If $x,y \: \in \:\mathbb{R}^{3}$ are two linearly independent vectors in three dimensional space, and $\langle x,y\rangle$ represents the dot product of the two vectors, then prove that \begin{align*} \begin{vmatrix} \langle x,x \rangle & \langle x,y\rangle \\ \langle y,x \rangle & \langle y,y\rangle \end{vmatrix} >0 \end{align*}

Answer 1

For two vectors this is equivalent to the Cauchy-Schwarz inequality. For more $k$ vectors, note that replacing them by linear combinations of themselves according to a $k\times k$ matrix $P$ (in coordinates $(xy\ldots z):=(xy\ldots z)P$) changes the Gram matrix (which is what you have before taking the determinant) $M$ into $P^\top MP$, and therefore multiplies its determinant by $\det(P)^2$. In particular if $P$ is upper uni-triangular (each vector only gets modified by a combination of vectors coming before it) then the determinant does not change. This allows performing Gram-Schmidt on the vectors, after which the Gram matrix has become diagonal. Since the diagonal entries are squared norms of the vectors after Gram-Schmidt, the determinant is obviously positive.
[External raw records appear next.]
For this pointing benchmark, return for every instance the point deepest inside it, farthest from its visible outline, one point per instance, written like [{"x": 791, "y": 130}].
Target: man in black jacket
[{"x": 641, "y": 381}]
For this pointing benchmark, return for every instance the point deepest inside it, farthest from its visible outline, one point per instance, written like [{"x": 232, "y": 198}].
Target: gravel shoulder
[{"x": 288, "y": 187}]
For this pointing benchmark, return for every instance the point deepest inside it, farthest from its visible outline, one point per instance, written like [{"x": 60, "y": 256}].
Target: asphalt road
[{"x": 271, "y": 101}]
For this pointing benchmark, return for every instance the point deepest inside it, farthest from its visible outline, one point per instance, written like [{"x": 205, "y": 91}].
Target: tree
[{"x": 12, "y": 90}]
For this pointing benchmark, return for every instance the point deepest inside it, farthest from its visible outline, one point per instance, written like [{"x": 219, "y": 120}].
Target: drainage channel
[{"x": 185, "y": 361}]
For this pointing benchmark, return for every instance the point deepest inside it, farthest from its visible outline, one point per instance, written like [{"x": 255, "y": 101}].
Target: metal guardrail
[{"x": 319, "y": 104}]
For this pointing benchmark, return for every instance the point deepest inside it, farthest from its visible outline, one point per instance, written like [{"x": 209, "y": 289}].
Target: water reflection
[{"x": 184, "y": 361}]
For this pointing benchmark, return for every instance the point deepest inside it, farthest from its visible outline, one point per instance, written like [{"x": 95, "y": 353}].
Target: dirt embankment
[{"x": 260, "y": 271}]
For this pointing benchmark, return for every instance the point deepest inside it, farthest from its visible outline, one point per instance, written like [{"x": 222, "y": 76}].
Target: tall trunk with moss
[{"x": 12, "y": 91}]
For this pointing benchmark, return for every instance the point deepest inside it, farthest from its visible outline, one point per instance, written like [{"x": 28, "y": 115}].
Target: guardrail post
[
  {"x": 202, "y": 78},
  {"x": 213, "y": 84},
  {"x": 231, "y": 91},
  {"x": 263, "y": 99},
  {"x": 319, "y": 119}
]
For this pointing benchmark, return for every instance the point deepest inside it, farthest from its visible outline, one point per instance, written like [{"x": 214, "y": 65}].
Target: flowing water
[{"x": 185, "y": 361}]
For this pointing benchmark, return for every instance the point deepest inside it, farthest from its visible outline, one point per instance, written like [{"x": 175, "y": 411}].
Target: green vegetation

Since we are only interested in the sign of the Gram determinant here, we didn't really need to worry about the factor $\det(P)^2$ (as long a $P$ is invertible), and may replace the vectors by any basis whatsoever of the space they span. So we could have done without Gram-Schmidt and just choose any orthonormal basis of the span right away.

The second argument incidentally suggests an easy way to prove the Cauchy-Schwarz inequality.